“This standard specifies a syntax for text messages that are sent
between computer users, within the framework of 'electronic mail’ messages. This standard supersedes the one specified in Request For
Comments (RFC) 822, “Standard for the Format of ARPA Internet Text
Messages”, updating it to reflect current practice and incorporating
incremental changes that were specified in other RFCs…”
7231 obsoleted 2616 but that’s not the point. Esi uses 2822 - this in fact is correct with 7231 which de facto allows any format, but prefers a subset of 5322. You just need to deal with it.
I also believe it was a bug, but please, next time you get such problem, you’d better report it on github instead of the forum, it will be fixed faster
I think what you state is wrong: rfc 7231 allows format from rfc5322 (what they call the “prefered format”) and obsolete format from RFC 850 and from asctime, but that’s all.

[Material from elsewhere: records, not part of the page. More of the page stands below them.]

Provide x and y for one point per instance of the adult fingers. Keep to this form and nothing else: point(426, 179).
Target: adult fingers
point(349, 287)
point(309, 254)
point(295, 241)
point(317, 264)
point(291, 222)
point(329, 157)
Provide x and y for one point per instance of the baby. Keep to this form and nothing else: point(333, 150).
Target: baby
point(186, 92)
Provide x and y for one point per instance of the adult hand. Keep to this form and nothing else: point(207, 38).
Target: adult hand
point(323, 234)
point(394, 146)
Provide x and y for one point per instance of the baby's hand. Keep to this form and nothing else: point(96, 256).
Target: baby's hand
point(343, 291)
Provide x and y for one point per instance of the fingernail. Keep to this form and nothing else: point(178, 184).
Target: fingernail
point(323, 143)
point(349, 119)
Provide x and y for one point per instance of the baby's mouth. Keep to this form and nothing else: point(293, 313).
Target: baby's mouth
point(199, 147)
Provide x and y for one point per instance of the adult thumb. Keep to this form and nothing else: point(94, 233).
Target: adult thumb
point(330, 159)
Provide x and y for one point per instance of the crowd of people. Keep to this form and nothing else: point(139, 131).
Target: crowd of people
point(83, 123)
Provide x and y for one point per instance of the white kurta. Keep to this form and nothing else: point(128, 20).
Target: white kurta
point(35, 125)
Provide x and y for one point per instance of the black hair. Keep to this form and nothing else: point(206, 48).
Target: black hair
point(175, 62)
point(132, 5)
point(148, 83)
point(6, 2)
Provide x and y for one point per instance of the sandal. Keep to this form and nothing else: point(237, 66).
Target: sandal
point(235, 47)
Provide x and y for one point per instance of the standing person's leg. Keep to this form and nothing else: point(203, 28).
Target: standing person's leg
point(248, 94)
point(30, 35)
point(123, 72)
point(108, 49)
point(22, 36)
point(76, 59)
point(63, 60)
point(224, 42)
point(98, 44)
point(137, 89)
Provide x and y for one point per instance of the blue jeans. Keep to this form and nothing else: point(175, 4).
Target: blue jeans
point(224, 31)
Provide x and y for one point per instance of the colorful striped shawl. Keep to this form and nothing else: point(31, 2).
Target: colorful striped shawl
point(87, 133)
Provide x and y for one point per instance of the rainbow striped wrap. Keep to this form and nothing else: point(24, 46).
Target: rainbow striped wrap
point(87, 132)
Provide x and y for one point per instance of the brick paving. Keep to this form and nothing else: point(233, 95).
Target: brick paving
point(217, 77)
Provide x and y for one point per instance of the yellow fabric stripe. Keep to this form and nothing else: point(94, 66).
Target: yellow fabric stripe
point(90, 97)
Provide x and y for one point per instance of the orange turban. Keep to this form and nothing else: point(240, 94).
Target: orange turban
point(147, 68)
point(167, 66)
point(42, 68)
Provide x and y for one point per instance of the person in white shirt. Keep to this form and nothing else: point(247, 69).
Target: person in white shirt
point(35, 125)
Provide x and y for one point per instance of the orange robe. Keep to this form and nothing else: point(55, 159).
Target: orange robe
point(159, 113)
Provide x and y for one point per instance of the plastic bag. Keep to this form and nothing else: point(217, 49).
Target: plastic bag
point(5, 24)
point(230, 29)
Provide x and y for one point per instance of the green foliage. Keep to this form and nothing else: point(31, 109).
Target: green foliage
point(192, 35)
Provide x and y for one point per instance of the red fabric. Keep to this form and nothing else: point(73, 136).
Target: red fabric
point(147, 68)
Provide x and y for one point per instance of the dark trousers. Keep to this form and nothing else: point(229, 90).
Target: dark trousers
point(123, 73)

It doesn’t allow “any” format, actually it says the contrary:
A recipient that parses a timestamp value in an HTTP header field
MUST accept all three HTTP-date formats. When a sender generates a
header field that contains one or more timestamps defined as
HTTP-date, the sender MUST generate those timestamps in the
IMF-fixdate format.
But anyway, it’s looks like it’s fixed, so it doesn’t matter
Well, if you want a full investigation then here you go
5322 is a newer version of 2822, but the date/time format is the same. If we then get to 7231, we can see:
Recipients of timestamp values are encouraged to be robust in parsing
timestamps unless otherwise restricted by the field definition. For
example, messages are occasionally forwarded over HTTP from a
non-HTTP source that might generate any of the date and time
specifications defined by the Internet Message Format.
Translation: the format can be anything than the preferred one - deal with it.